MASC Statement Regarding “Innovation Zones” (H. 3632)

As presented at the Local Government Advisory Commission meeting on April 9, 2019 by MASC Past President Beverly Hugo (Framingham School Committee) and MASC Vice President Ellen Holmes (Ashburnham-Westminster School Committee)

We find many areas of concern that need to be discussed and resolved before we could withdraw our objections to the governor’s proposal for Innovation Partnership Zones, or whatever name might be in use at any given time for the model of school turnaround.

First, this proposal effectively authorizes mini-charter schools that, based on the language of the bill, could be proposed by teachers or parents without regard to the greater interests of the entire school district. Moreover, should the school committee not agree, the bill gives the commissioner the authority to set them up without the consent of the city, town or region and keep them for at least five years. Remember, advocates for privatization lost Question 2 – overwhelmingly. So, without the ability to expand formal charters, we start to see alternatives that look like charters, run like charters, and which are not fully accountable to others, just like charters. We do not think our constituents will take kindly to this.

 

Second, since we have already authorized innovation schools for almost ten years, we see this new bill providing an option that is less attractive to cities, towns and regions and another opportunity for the state to intervene in more schools, or to apply pressure to districts to submit to intervention earlier than under current law.

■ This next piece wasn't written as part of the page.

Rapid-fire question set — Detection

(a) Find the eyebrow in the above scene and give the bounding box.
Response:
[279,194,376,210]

Third, given the potentially coercive nature of the adoption of an Innovation Partnership Zone – which historically was the state saying, “give us your school, or we will put it into receivership,” we have reservations about giving the Department of Elementary and Secondary Education the authority to impose such a zone upon a city, town or region without its consent, including situations where the local officials may have rejected a proposal to approve a program.

Fourth, given the success that some of our districts have already had in turning around schools that have been labeled or sanctioned, we wonder if the governor’s proposal will undermine the best efforts of current local administrators to work with their communities and teachers, independent of state coercion, to make successes of their schools without someone assuming decision making authority.

We have already been underfunded for the past 18 years and overregulated at an escalating pace for the past 26 years under Education Reform. Look at the detailed nature of this bill – do we really need more of this kind of micro-management?

Fifth, the governor’s plan could create one or more budget centers, sets of school policy, centers for purchasing and procurement, collective bargaining arrangements – all within the same district, and authorizing a third party to apportion funds without regard to the impact on the rest of the school district or the input of local taxpayers and their representatives.

Sixth, the bill would turn over disputes of basic questions of policy, budget, and operations to a binding arbitration process, thus handing key decision making over to a third party for the first time.

And finally, the law calls for a five-year plan. Given that DESE has rarely relinquished authority it has taken from local government, what assurance do we have that successful schools will ever be released from an Innovation Zone. During the five-year period, where will parents go to redress legitimate grievances?

We already have some successful models from the original innovation schools, which allow flexibility under local oversight and question why we might need another, more complicated arrangement.

We can only imagine the number of so-called “school turnaround experts” with their dark money and ambitions to profit, who are lurking at the gates, drooling over the prospects of winning a management contract to turn around a school, and hoping that the public will not take note of the flawed record of their fellow consultants that hangs over them.